Gilded Age Vermont reflects the industrial boom in Bennington from the mid-nineteenth century through the mid-twentieth century. With this industrial boom came economic prosperity as well. This gallery highlights the industrial and cultural innovation of our region’s Gilded Age through objects that were either made or owned in Bennington and the surrounding region or created by artists with connections to the area.
This gallery can be found in close proximity to the ongoing Bennington Modernism exhibition featuring works from the early 1950s through the mid-1970s created by a group of avant-garde artists working in and around Bennington who led the nation in artistic thought and innovation. Artists such as Paul Feeley, Vincent Longo, Kenneth Noland, Jules Olitski, and Pat Adams were nurtured by the atmosphere of artistic inquiry cultivated at Bennington College and animated by its proximity to the art scene in New York City. Vermont provided them with a retreat to focus on creation as well as a setting for lively discussion and socializing.
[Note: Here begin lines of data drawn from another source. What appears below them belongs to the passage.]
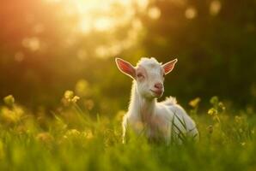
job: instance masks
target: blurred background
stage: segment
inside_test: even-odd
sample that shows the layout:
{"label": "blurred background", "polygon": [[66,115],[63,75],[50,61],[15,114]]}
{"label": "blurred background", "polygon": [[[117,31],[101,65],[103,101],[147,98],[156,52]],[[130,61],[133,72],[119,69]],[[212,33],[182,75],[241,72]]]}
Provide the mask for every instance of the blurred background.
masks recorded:
{"label": "blurred background", "polygon": [[125,109],[131,80],[114,57],[178,58],[165,96],[188,106],[218,96],[255,105],[256,1],[11,0],[0,6],[0,97],[54,109],[66,90],[80,105]]}

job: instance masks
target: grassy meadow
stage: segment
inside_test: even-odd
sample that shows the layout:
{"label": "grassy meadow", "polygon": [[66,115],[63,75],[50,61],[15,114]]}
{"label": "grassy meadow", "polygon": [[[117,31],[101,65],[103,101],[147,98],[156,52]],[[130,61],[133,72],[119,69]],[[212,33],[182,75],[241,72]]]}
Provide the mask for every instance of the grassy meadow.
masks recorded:
{"label": "grassy meadow", "polygon": [[49,118],[33,114],[6,97],[1,106],[1,170],[255,170],[255,114],[226,109],[216,97],[209,110],[190,102],[200,140],[184,144],[148,142],[143,136],[121,142],[120,110],[91,117],[67,91],[63,106]]}
{"label": "grassy meadow", "polygon": [[[0,171],[256,171],[255,0],[2,0]],[[122,117],[115,58],[166,63],[198,142],[149,142]]]}

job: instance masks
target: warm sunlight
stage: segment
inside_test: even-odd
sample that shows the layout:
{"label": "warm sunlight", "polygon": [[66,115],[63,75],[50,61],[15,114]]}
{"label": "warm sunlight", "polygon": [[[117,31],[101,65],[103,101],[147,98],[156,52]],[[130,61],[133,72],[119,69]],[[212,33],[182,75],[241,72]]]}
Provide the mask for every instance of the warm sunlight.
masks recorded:
{"label": "warm sunlight", "polygon": [[[70,19],[74,24],[73,32],[84,37],[91,33],[104,33],[103,38],[111,44],[100,44],[94,48],[94,56],[104,58],[114,56],[122,50],[136,44],[139,33],[143,29],[140,19],[136,12],[148,12],[151,19],[158,19],[161,11],[156,7],[148,10],[149,1],[135,0],[45,0],[48,3],[60,4],[64,17]],[[75,21],[75,22],[74,22]],[[128,29],[128,33],[121,38],[113,36],[116,32]],[[36,50],[36,44],[26,45],[32,50]],[[78,52],[78,58],[82,59],[86,52]]]}

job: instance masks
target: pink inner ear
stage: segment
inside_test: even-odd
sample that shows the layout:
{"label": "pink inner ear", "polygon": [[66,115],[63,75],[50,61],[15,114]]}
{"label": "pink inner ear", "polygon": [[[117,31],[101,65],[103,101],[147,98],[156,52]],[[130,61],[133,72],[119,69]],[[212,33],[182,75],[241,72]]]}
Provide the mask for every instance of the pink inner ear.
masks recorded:
{"label": "pink inner ear", "polygon": [[131,63],[122,60],[122,59],[117,59],[117,64],[119,68],[125,74],[134,77],[135,76],[135,68],[131,66]]}
{"label": "pink inner ear", "polygon": [[174,59],[174,60],[168,62],[162,65],[165,74],[170,73],[174,69],[174,65],[177,62],[177,61],[178,61],[177,59]]}

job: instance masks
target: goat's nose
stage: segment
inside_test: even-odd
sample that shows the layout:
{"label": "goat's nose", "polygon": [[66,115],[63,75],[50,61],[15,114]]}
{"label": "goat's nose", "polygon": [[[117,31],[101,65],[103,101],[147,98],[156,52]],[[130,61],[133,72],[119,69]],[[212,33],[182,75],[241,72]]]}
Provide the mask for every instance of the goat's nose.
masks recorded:
{"label": "goat's nose", "polygon": [[155,83],[155,88],[157,88],[157,89],[162,89],[162,83]]}

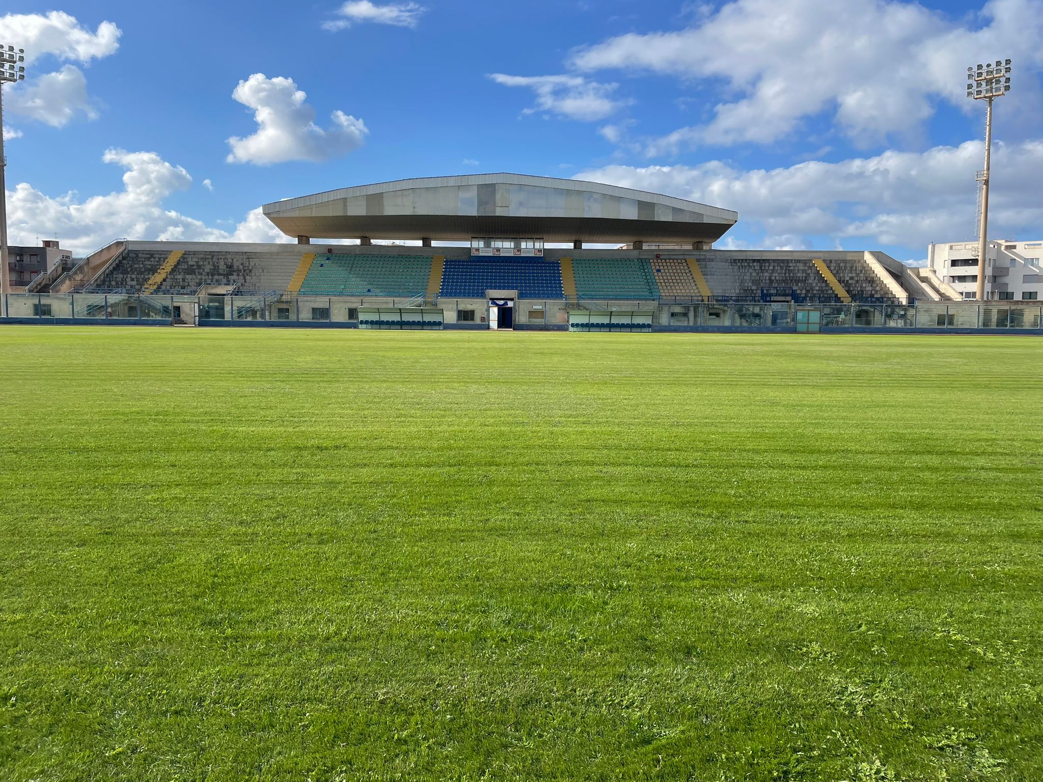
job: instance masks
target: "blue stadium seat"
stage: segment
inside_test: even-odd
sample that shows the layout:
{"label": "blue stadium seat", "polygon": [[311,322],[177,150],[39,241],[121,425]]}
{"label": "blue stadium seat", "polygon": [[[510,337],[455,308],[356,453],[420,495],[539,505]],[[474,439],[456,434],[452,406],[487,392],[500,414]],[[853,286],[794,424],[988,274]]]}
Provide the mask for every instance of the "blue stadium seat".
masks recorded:
{"label": "blue stadium seat", "polygon": [[484,298],[488,290],[517,291],[520,298],[563,298],[561,265],[541,258],[445,260],[442,296]]}

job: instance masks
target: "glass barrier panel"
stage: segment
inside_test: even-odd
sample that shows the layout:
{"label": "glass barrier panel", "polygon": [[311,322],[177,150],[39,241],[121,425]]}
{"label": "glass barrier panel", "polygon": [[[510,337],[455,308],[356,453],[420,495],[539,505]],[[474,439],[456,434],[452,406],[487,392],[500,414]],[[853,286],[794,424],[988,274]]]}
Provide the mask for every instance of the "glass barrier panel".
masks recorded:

The Museum’s Early Vermont Gallery presents life in Vermont from the time when the earliest European settlers arrived in 1761 with only the bare necessities to the early 1800s when Vermont craftsmen achieved a level of sophistication rivaling Boston and New York. (1760s to early-1800s). The Bennington Pottery Gallery celebrates the history of pottery in the town of Bennington, long identified with the production of pottery. Manufacturing began on a small, local scale in the late eighteenth century. The Museum has a defining collection on view including that produced by The Norton Pottery (1785-1911) and the United States Pottery Company (1847-1858).
Other galleries include the Church Gallery, Center Gallery of Fine and Decorative Art, the Grandma Moses Schoolhouse, and several changing exhibition galleries.